Dass mittlerweile im Wettbewerb des Festivals in Cannes kaum noch deutsche Filme laufen, daran hat sich die deutsche Öffentlichkeit gewöhnt. Dass dennoch ein deutscher Film durch mehrfache Auszeichnungen für Aufsehen sorgt, aber noch nicht. Genau das passierte 2006 mit »Pingpong«, der in der Reihe Semaine de la Critique durch mehrere Preise für Aufsehen sorgte. Unter anderem erhielt der Film den „Drehbuchpreis“ der SACD sowie den „OFAJ Young Critic Award“ der Schüler- und Studentenjury. Und Hauptdarsteller Riesenschnauzer Arko wurde von namhaften britischen Filmkritikern mit der „Palm Dog“ ausgezeichnet. Weitere Auszeichnungen beim Filmfest München, auf dem „Film Festival du Film“ in Brüssel und dem Giffoni Filmfestival sowie die Nominierung für den Deutschen Nachwuchspreis beim „First Steps Award 2006“ beweisen, dass es sich dabei nicht um eine frankophile Besonderheit handelte.
Regisseur Matthias Luthardt ist mit seinem Film über die unglückliche Beziehung zwischen einem 16-jährigen und seiner Tante in einem für beide schwierigen Lebensabschnitt ein authentisches und universelles Drama gelungen.
Ohne Vorankündigung besucht der 16-jährige Paul seine Verwandten. Er hat erst vor kurzem seinen Vater verloren. Auf der Suche nach einer heilen Welt geht er an den Ort, der ihn an unbeschwerte Kindheitstage erinnert - zu Onkel Stefan und seiner Tante Anna. Die wohnen im Grünen bei Leipzig und fühlen sich Paul verpflichtet und nehmen ihn bei sich auf.
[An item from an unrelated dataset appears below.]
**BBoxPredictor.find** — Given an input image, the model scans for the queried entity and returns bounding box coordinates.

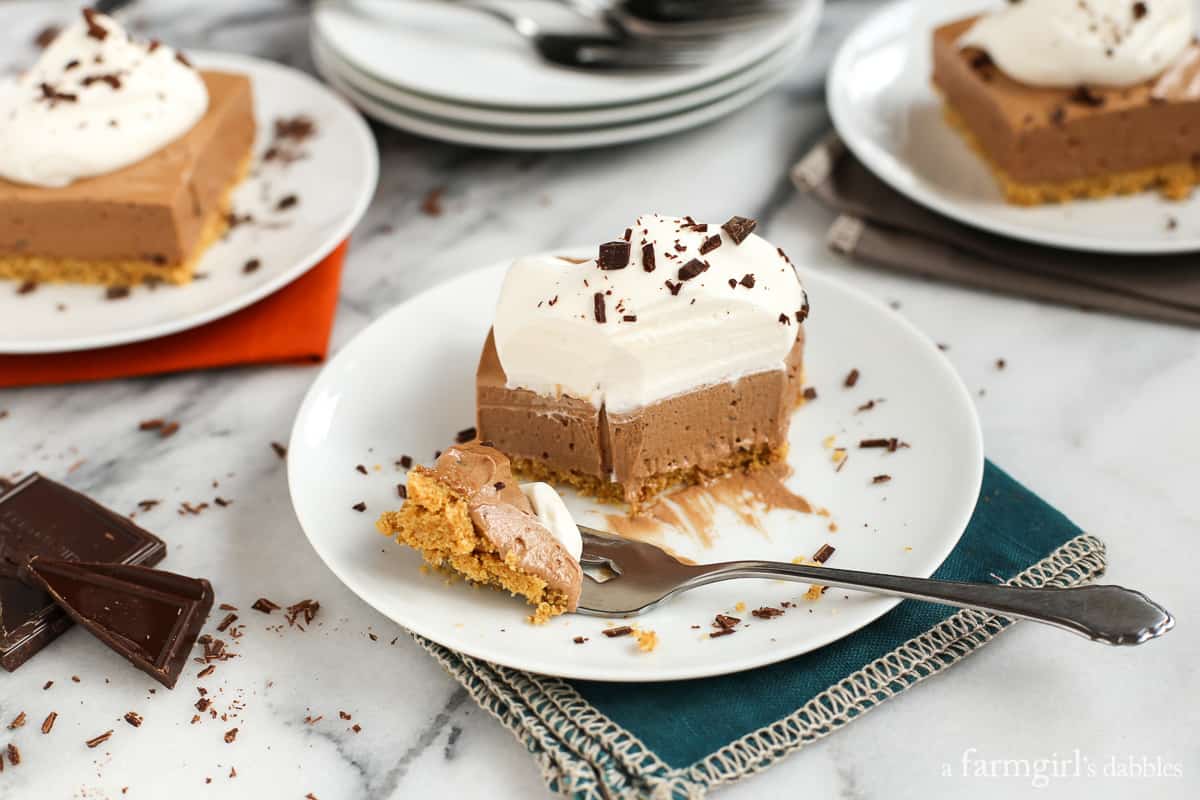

In Anna lernt Paul eine Frau kennen, die seine Anwesenheit zwar anfänglich widerwillig hinnimmt, ihn dann aber zu akzeptieren beginnt. Denn seine Anwesenheit erscheint Anna für ihren gleichaltrigen Sohn Robert, der sich gerade auf die Aufnahmeprüfung für die Jungstudentenklasse an der Musikhochschule Leipzig vorbereitet, nützlich. Als Paul immer stärker ihre Nähe sucht, bemerkt er zu spät, dass sie ihn eigentlich nur als Spielball benutzt. Als sie dabei die Kontrolle verliert, reagiert Paul mit einer Verzweiflungstat…
In seinem Debüt beobachtet Regisseur Matthias Luthardt sehr genau, kühl und distanziert die scheinbar heile Welt einer gutbürgerlichen Mittelschichtfamilie. Das auf den ersten Blick intakte Familiengefüge gerät bei näherem Hinsehen ins Wanken: Vordergründige Harmonie weicht einer tief sitzenden Unfähigkeit zur Kommunikation, jugendliche Suche nach Halt und Nähe steht erwachsener Überforderung und Kalkulation gegenüber.
Das atmosphärisch dichte, kammerspielartige Drama nimmt durch seine unterschwellige Spannung von Beginn an gefangen. Auch durch seine beeindruckenden Darsteller Marion Mitterhammer, Clemens Berg, Falk Rockstroh sowie Sebastian Urzendowsky überzeugt das Drama.
PS: Mitte Oktober wurde der Film als einer von vier Filmen für die „Europäische Entdeckung 2006“ nominiert. Der Preis geht nach Informationen der EFA „an einen jungen aufstrebenden Regisseur für einen ersten europäischen Film in Spielfilmlänge“. Der Sieger wird von den 1700 EFA-Mitgliedern bestimmt und am 2. Dezember im Rahmen der Vergabe des Europäischen Filmpreises in Warschau ausgezeichnet.